Friday, May 23, 2025

A hot take on current events

 In a recent tragedy, two Israeli embassy employees were shot after an event in Washington, D.C. Aside from the crazies who justify murder and defend it as a viable expression of resistance to actions of a foreign government, people see the murders as wrong. I see the murders as wrong. So let's not get the wrong idea about what I'm about to explore.

One thing which is being thrown around is the claim that the murders were not just an attack on Israel (seeing the 2 employees as proxies) but that they were anti-Semitic. I have been wrestling with that and I'll explain why:

the attacker targeted Israelis (though even this is unknown and until we know how he chose his targets, we won't know his motivation explicitly; we will just be inferring)

the attacker recited slogans that relate to Israel, Gaza and the mideast. He said and did nothing which invoked religion.

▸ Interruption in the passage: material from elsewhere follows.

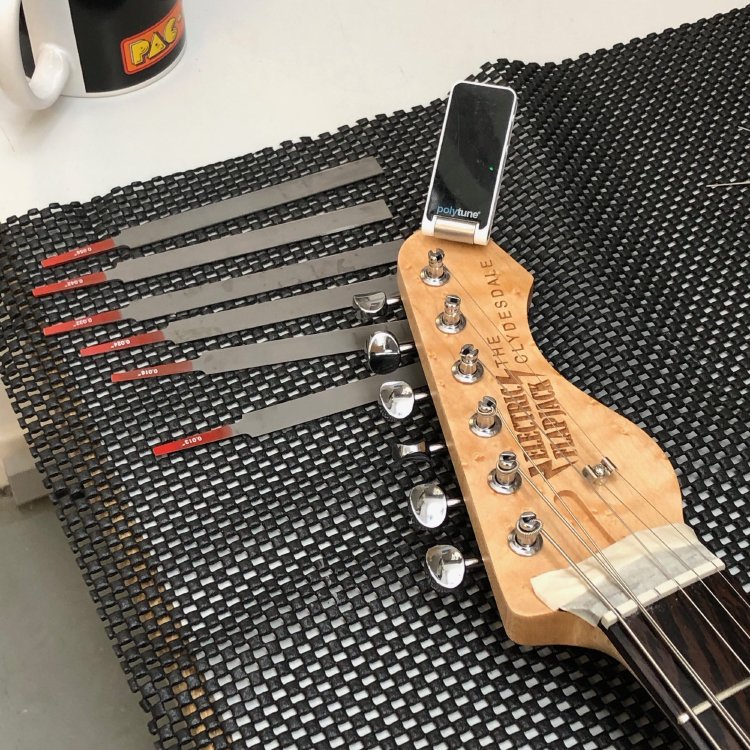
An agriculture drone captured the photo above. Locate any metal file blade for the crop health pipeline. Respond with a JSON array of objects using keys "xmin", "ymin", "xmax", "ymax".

one of the victims was not, according to Jewish law, Jewish. Did the shooter know or care about his religion? Does it matter if the attacker THOUGHT he was Jewish? Or thought that he was Jewish according to Judaism (does killing obvious non-Jews coming out of a synagogue make the attack anti-Semitic?) The victim was only patrilineally Jewish -- who determines religion to find out if the attack was religiously motivated?

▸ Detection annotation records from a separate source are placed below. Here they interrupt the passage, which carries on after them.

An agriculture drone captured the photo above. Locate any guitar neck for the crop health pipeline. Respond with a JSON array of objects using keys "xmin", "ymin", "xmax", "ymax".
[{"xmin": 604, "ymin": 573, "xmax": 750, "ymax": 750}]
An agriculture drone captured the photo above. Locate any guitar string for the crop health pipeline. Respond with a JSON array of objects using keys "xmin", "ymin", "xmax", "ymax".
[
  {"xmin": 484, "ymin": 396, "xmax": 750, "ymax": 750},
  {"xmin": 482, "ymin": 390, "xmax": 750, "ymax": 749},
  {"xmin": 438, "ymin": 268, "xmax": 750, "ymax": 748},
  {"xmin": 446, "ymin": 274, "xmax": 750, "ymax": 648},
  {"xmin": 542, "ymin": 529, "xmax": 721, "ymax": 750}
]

the attacker attacked outside of a Jewish museum and after an event that was sponsored by a Jewish group. Was it just that assumption of Jewishness because of context?

I just have questions -- I don't know whether this is a prime example of the difference between pure anti-Zionism and anti-Semitism, or where this is an example of how the two are conflated accurately.

Tuesday, May 20, 2025

Standing alone, together

 There's something about a prayer that's magic (H/T SOB).

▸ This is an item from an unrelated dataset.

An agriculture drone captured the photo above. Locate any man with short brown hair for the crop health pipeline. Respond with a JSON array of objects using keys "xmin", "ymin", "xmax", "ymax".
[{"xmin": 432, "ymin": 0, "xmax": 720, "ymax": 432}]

Every few years, I like to visit Israel because I like to visit the Kotel, the Western Wall. I use those moments to recharge my spiritual battery. I go up to the wall and I close my eyes. I turn on all my other senses and I try to soak in the experience, planting memories and feelings that I will tap into for the next weeks, months and years when I pray elsewhere. It is sort of like my version of Tintern Abbey

There is a tension I have noticed in prayer, but not a bad one -- the role of the individual and of the community. We try to pray with a minyan, a quorum, so that we can unite as a congregation and petition God as a force. But our central prayer, the Amidah (standing) [also called the Shmoneh Esrei though that only really applies to the weekday version, and even then, in the breach] separates us from the collective. We stand silently, We retreat into our own personal cocoon of prayer. The community, abuzz with the sounds of prayer turns silent. And when you close your eyes, or cover yourself with a tallit, or look down into your prayerbook intently, everything else disappears and you are now alone, standing in front of the Creator, using your own voice to plead. I close my eyes and I'm in front of the Kotel again. No matter how crowded the room, when I close my eyes, I'm alone -- just me and the big guy. Brutal honesty and no one else is there. The room is empty.

But then, in the words of my prayers, I notice something. Though I am alone in the presence of God, I pray in the plural. It isn't all about me. I'm still part of the collective even in my most private moments. An entire room of inviduals, silently standing before God, pleading for the group. I love that moment because it ties together so many opposites. This prayer symbolizes, to me, the reconciling of theoretically mutually exclusive concepts which then allows me, the finite, to connect with the infinite.

It is a beautiful feeling to so lose yourself in singular prayer that you forget that you are part of a united force of ten or more, all actually praying together, unaware of each other's existence.